Along with helping Simon get the words out, "it led to an interesting sense of rhythm and musicality," she said. "This was before I even started to sing. My mother was a [music] therapist without even learning that she could be a therapist. It was a way of getting her daughter to talk."

The whole family adopted this approach. "Because everyone in the family knew that it was very hard for me to speak but very easy to sing, we all began to sing around the house all the time, telling each other to go to bed or get up or come to dinner."

This personal connection with music therapy has sparked an interest in the field for the award-winning singer/songwriter: She is recording a song for an album for the Stuttering Foundation of America.

Last week, Simon delved deeper when she got a close look at Berklee's Music Therapy Department—visiting classrooms and attending a presentation from the department's faculty on the Power of Music Therapy.
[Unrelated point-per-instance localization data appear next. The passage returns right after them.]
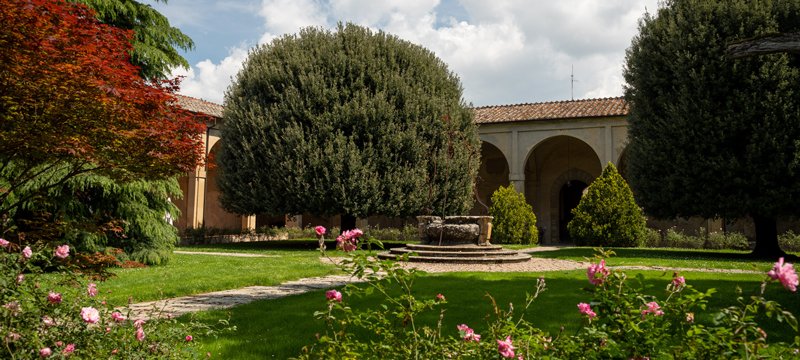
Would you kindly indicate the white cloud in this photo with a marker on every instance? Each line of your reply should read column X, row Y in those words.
column 505, row 52
column 209, row 81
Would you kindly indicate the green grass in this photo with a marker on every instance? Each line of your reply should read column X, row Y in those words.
column 193, row 274
column 683, row 258
column 280, row 328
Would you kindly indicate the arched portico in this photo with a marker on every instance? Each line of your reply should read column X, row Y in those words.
column 556, row 170
column 492, row 174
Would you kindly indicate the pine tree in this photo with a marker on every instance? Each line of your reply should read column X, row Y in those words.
column 710, row 135
column 346, row 122
column 513, row 219
column 607, row 214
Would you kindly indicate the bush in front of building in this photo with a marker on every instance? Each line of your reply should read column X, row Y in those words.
column 514, row 221
column 607, row 214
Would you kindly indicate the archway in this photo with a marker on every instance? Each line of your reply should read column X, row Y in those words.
column 568, row 198
column 492, row 174
column 553, row 164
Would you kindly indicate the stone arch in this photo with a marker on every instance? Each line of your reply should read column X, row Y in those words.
column 214, row 216
column 492, row 174
column 622, row 163
column 551, row 164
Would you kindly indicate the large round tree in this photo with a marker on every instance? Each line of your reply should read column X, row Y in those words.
column 350, row 122
column 713, row 136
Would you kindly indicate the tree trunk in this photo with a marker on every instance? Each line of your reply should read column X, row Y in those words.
column 348, row 222
column 767, row 246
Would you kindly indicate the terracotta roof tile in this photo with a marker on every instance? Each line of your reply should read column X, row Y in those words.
column 199, row 106
column 552, row 110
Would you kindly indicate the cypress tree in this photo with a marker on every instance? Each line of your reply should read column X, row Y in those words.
column 607, row 214
column 349, row 122
column 710, row 135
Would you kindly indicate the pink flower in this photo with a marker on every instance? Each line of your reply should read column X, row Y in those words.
column 69, row 349
column 90, row 315
column 505, row 348
column 468, row 334
column 61, row 252
column 678, row 282
column 786, row 274
column 586, row 309
column 91, row 289
column 597, row 273
column 653, row 308
column 117, row 316
column 333, row 295
column 54, row 297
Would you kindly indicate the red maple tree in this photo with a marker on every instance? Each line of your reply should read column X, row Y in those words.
column 72, row 102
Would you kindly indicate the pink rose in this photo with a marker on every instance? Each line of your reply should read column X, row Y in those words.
column 61, row 252
column 586, row 309
column 468, row 334
column 597, row 273
column 333, row 295
column 653, row 308
column 91, row 289
column 90, row 315
column 786, row 274
column 54, row 297
column 505, row 348
column 117, row 316
column 69, row 349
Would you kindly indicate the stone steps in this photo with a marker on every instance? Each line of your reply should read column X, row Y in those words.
column 456, row 254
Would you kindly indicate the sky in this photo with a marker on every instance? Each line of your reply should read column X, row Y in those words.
column 504, row 51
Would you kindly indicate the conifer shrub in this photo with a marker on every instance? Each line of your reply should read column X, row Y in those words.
column 514, row 221
column 607, row 214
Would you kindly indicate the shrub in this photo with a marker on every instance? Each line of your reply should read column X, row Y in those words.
column 514, row 221
column 607, row 215
column 60, row 313
column 789, row 241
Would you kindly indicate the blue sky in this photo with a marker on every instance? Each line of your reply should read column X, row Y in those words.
column 504, row 51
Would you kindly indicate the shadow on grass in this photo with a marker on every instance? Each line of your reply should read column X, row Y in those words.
column 280, row 328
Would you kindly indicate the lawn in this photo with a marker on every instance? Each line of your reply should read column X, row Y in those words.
column 683, row 258
column 280, row 328
column 193, row 274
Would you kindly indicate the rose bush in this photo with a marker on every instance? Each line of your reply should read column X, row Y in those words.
column 619, row 321
column 48, row 309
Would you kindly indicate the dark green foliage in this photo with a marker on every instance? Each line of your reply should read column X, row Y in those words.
column 346, row 122
column 607, row 214
column 514, row 221
column 155, row 41
column 92, row 212
column 711, row 136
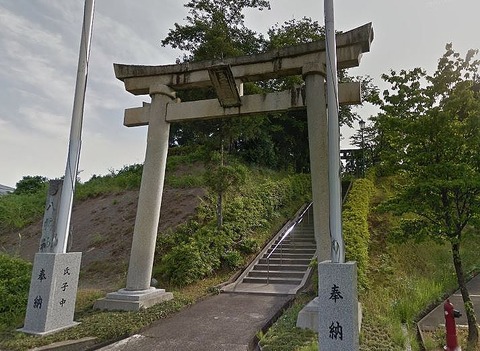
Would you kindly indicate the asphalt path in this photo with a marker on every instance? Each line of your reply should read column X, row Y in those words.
column 225, row 322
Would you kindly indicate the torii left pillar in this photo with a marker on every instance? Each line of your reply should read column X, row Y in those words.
column 138, row 293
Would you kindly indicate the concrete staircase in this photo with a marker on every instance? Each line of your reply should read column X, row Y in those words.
column 283, row 266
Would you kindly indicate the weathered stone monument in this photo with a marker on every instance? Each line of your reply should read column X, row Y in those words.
column 227, row 77
column 52, row 295
column 54, row 281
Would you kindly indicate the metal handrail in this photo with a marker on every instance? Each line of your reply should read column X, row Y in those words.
column 284, row 236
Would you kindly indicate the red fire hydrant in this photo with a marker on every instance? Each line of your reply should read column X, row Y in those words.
column 450, row 315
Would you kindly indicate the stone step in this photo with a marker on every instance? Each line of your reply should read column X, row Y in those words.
column 283, row 254
column 292, row 249
column 299, row 238
column 276, row 274
column 295, row 245
column 286, row 261
column 256, row 280
column 280, row 267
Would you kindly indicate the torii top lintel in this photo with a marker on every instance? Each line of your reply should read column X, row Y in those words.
column 273, row 64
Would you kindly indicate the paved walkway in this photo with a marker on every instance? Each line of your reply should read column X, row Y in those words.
column 437, row 317
column 225, row 322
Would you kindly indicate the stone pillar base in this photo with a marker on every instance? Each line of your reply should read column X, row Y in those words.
column 53, row 291
column 308, row 316
column 338, row 300
column 132, row 300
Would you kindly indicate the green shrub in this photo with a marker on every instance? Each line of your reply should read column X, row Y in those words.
column 355, row 226
column 19, row 210
column 15, row 276
column 197, row 248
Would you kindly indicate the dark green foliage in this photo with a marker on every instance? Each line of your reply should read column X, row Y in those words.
column 284, row 335
column 14, row 284
column 198, row 248
column 30, row 185
column 215, row 29
column 17, row 211
column 127, row 178
column 355, row 227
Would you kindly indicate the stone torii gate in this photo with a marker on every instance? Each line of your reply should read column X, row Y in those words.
column 227, row 77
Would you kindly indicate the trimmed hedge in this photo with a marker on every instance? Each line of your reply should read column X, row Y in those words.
column 355, row 226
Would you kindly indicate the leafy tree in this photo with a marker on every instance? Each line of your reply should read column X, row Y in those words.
column 221, row 177
column 30, row 185
column 430, row 132
column 215, row 29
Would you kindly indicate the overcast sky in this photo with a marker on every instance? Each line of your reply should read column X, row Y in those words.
column 39, row 42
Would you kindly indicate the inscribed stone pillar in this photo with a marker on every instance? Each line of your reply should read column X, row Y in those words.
column 338, row 317
column 318, row 144
column 53, row 291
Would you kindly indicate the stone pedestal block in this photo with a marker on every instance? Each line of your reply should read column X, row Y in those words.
column 133, row 300
column 338, row 306
column 308, row 316
column 53, row 291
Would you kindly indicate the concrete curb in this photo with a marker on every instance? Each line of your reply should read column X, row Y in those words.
column 69, row 345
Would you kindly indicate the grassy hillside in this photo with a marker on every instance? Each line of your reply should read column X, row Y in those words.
column 252, row 212
column 404, row 280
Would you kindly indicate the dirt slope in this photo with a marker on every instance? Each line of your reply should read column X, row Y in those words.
column 102, row 229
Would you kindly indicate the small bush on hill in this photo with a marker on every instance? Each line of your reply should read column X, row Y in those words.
column 19, row 210
column 198, row 248
column 355, row 226
column 14, row 284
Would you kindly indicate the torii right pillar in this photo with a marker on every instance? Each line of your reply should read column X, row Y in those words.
column 334, row 313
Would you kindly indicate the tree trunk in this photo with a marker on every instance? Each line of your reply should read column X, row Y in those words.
column 220, row 210
column 470, row 312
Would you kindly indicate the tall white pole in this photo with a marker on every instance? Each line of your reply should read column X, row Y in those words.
column 68, row 188
column 338, row 247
And she liked what she saw. "Everything struck me as being extremely impressive, and it struck me just how global [music therapy] is, just how much there is to address," said Simon, who has earned several Grammy Awards, an Academy Award, and a Golden Globe, as well as an honorary doctorate of music from Berklee. "I feel that Berklee is now in a very fertile phase. There's so much interest in music therapy. Watching the presentation, I saw that there are 1,001 areas in which you could apply music therapy. There are so many different realms."

Said Simon: "It's amazing how much music can give and how much it can enliven the spirit." 

Berklee President Roger H. Brown, who said his college band covered Simon's "Anticipation," praised her, calling her an "advocate and activist" whose "work has been very powerful."

Suzanne Hanser, chair of the Music Therapy Department, was thrilled with Simon's visit. "Carly Simon has been a partner to so many music therapists who use her music to help people understand and express their feelings," she said. "Carly is an authentic artist who puts words to the confusion that many of us feel over relationships, love, and life. Her interest in music therapy is a natural extension of her ability to sing out what so many people feel."

Brown, meanwhile, praised the department for its work. "Your work is vital and your role at Berklee is a very special one, helping people to see the power of music beyond simply entertaining and performing but also the power to heal and make the world a better place."